When I looked online, I found Velcro was the creation of Swiss engineer Georges de Mestral, who had been inspired by a walk in the woods with his dog in 1941.  When they returned home de Mestral noticed the burrs attached to his pants and his dog’s fur.  When de Mestral examined the burrs under a microscope he saw the tips of the burr contained tiny hooks that attach themselves to fibers in clothing, like a hook-and-eye fastener.  The first challenge was finding a fabric he could use to create a strong bonding system.  He tried cotton but found it too soft and unable to stand repeated openings and closures.  After repeated testing, de Mestral learned synthetics worked best, and settled on heat-treated nylon.  To mass-produce his product, de Mestral needed to design a special loom that could weave the fibers in just the right size, shape, and density.  By 1955, de Mestral completed his improved version of the product.  Each square inch of material contained 300 hooks.  This was a density strong enough to stay fastened, yet easy enough to pull apart when needed.  De Mestral named his product “Velcro,” from the French words “velours” (velvet) and “crochet” (hook).  In 1955, he received a patent for Velcro from the Swiss government and began mass-producing Velcro in Europe and eventually expanding to Canada and the US.  Now if they could only develop a glue that did not melt in the summer heat.
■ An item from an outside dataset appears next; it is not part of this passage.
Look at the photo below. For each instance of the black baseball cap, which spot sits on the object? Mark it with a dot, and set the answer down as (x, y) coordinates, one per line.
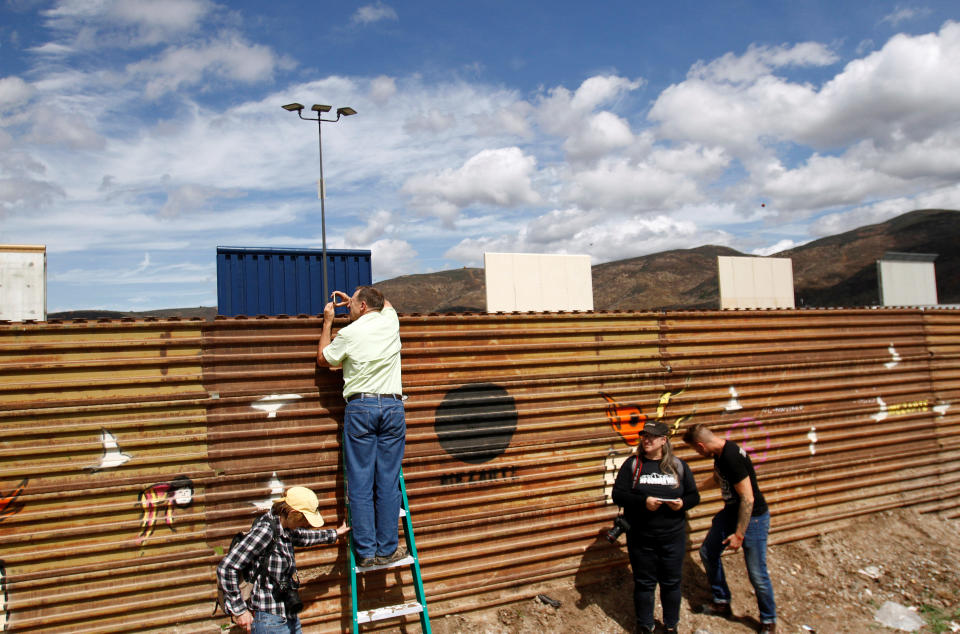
(656, 428)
While it took a while for Velcro to be accepted, it is now used everywhere from healthcare (blood pressure cuffs, orthopedic devices, and surgeons’ gowns) to clothing and footwear, sporting and camping equipment, toys and recreation, and more.  Velcro was used in the first human artificial heart transplant to hold parts of the device together.  Velcro has been used by the US military but has recently undergone modifications.  Velcro can be too noisy in a combat setting and tends to become less effective in dust-prone areas (deserts), causing it to be temporarily removed from military uniforms.  In 1984, on his late-night television show, comedian David Letterman wore a Velcro suit and had himself catapulted onto a Velcro wall.  His successful experiment launched the new trend of Velcro-wall jumping.  The game took off in New Zealand then moved to the US in 1991.  To no one’s surprise, this became a favorite bar game activity in the 1990’s.

𝗧HOUGHTS:  The process de Mestral used to develop Velcro by examining an aspect of nature and using its properties for practical applications has come to be known as “biomimicry.”  Biomimicry is about valuing nature for what we can learn, not what we can extract, harvest, or domesticate.  In the process we can learn about ourselves, our purpose, and our connection to each other and the earth.  Biomimicry has three elements at its core values and essence.  It learns from and emulates nature’s forms, processes, and ecosystems to create more regenerative designs.  It has the ethos of understanding how life works and creating designs that support and create conditions conducive to life.  Finally, as a concept it can (re)connect humans as part of nature to find our place in the Earth’s interconnected ecosystems.  This seems like affirmable ideals.  Act for all. Change is coming and it starts with you.